Liberales, Conservadores, La U y Cambio Radical llegan a la recta final sin rostro propio. ¿Maquinaria imparable o lastre burocrático para Valencia, Cepeda y De La Espriella?

Hubo un tiempo en que el aval de un partido tradicional era el pasaporte directo a la Casa de Nariño. Hoy, a solo mes y medio de la primera vuelta presidencial de 2026, los «godos», los «rojos» y las fuerzas de coalición han aceptado su nuevo rol en la historia: ya no son los dueños de la fiesta, sino los invitados que traen las sillas.

La orfandad de poder

Es un fenómeno que desafía la tradición. El Partido Liberal no pone un presidente desde 1994 (Samper) y el Conservador, en su esencia más pura, no lo hace desde 1982 (Betancur). En esta contienda, colectividades que antes hacían temblar las urnas, como La U y Cambio Radical, han preferido quedarse en la barrera, esperando a ver quién puntea para negociar su «cuota de gobernabilidad».

«Funcionan más como socios de coalición que como vehículos ganadores. Buscan garantizar burocracia más que defender una ideología», afirma Alejandro Blanco, doctor en Ciencia Política.

La puja por los «votos de estructura»

A pesar de su desgaste, los partidos tradicionales siguen teniendo algo que los candidatos «estrella» necesitan: presencia regional.

  • Paloma Valencia: La más cercana a recoger el respaldo oficial de las banderas azules y de Cambio Radical. Su discurso resuena con la base conservadora que busca orden.

  • Iván Cepeda: Ha logrado fracturar al liberalismo, atrayendo a las alas progresistas que ven en él la continuidad de ciertas reformas.

  • Abelardo De La Espriella: En un movimiento arriesgado, ha despreciado públicamente estos apoyos, apostándole a un voto de opinión que detesta la «vieja política».

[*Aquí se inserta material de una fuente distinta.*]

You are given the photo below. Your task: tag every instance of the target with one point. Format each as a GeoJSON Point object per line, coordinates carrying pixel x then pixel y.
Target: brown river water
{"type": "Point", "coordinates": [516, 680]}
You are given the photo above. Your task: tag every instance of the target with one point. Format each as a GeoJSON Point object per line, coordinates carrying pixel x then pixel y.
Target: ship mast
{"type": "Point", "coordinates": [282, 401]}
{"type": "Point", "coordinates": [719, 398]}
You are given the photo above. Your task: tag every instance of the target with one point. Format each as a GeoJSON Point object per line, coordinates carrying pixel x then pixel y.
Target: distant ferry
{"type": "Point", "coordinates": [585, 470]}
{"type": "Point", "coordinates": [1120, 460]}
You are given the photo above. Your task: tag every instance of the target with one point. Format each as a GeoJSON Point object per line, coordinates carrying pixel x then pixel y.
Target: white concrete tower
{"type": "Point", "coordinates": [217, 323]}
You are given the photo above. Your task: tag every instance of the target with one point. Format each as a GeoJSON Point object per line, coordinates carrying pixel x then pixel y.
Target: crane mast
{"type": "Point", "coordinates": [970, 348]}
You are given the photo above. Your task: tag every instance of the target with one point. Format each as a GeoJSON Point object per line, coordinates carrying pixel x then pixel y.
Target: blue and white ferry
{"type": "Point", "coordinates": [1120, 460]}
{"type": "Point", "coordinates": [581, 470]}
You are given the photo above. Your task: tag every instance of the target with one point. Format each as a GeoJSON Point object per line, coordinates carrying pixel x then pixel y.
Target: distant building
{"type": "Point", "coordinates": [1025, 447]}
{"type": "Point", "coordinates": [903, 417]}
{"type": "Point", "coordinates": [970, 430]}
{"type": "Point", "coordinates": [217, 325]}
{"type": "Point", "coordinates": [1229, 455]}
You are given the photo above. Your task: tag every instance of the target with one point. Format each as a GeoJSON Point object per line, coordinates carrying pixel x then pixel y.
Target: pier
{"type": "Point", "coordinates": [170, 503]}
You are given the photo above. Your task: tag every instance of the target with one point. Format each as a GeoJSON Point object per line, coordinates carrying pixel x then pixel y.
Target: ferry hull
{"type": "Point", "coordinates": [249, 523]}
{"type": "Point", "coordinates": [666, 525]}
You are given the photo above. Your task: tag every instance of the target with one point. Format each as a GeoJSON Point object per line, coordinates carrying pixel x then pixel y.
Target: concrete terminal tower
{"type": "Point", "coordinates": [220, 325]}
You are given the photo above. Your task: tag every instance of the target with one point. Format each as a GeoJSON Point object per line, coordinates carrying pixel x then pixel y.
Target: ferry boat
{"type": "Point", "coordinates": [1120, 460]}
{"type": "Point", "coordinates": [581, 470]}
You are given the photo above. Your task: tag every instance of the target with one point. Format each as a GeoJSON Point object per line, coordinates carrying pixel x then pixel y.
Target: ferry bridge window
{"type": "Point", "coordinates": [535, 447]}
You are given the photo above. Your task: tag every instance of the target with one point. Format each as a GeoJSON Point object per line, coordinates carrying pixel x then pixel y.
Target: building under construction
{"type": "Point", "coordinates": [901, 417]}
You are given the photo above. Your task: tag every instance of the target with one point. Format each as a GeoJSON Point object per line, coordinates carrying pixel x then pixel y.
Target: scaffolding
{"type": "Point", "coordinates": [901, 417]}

El «Efecto Gaviria» y la crisis de mando

El cuestionamiento sobre el liderazgo de César Gaviria en el Partido Liberal es el síntoma de una enfermedad mayor: el anquilosamiento. El fracaso electoral de su hija, María Paz Gaviria, en las legislativas, dejó al descubierto que la «maquinaria» del director del partido está más oxidada de lo que parece.

Hoy, el liberalismo no es un bloque sólido; es una federación de caciques. Mientras unos miran hacia Cepeda, otros se alinean con Valencia, demostrando que la disciplina de partido es cosa del siglo pasado.

¿Maquinaria o Veneno?

Para los expertos, recibir el apoyo de estas colectividades es un arma de doble filo:

  1. El Beneficio: Aportan una estructura logística en regiones donde la opinión no llega, asegurando los votos de las bases rurales y clientelares.

  2. El Riesgo: Son un «pasivo» reputacional. En un electorado cansado de la corrupción, aparecer en una foto con las viejas élites puede restarle puntos a figuras que intentan mostrarse como «renovadoras».

La próxima semana será clave. Los partidos tradicionales finalmente revelarán en qué puerto aterrizarán. Lo que es seguro es que, gane quien gane, los partidos que forjaron la República hoy se conforman con ser el «socio minoritario» de una presidencia que ya no les pertenece.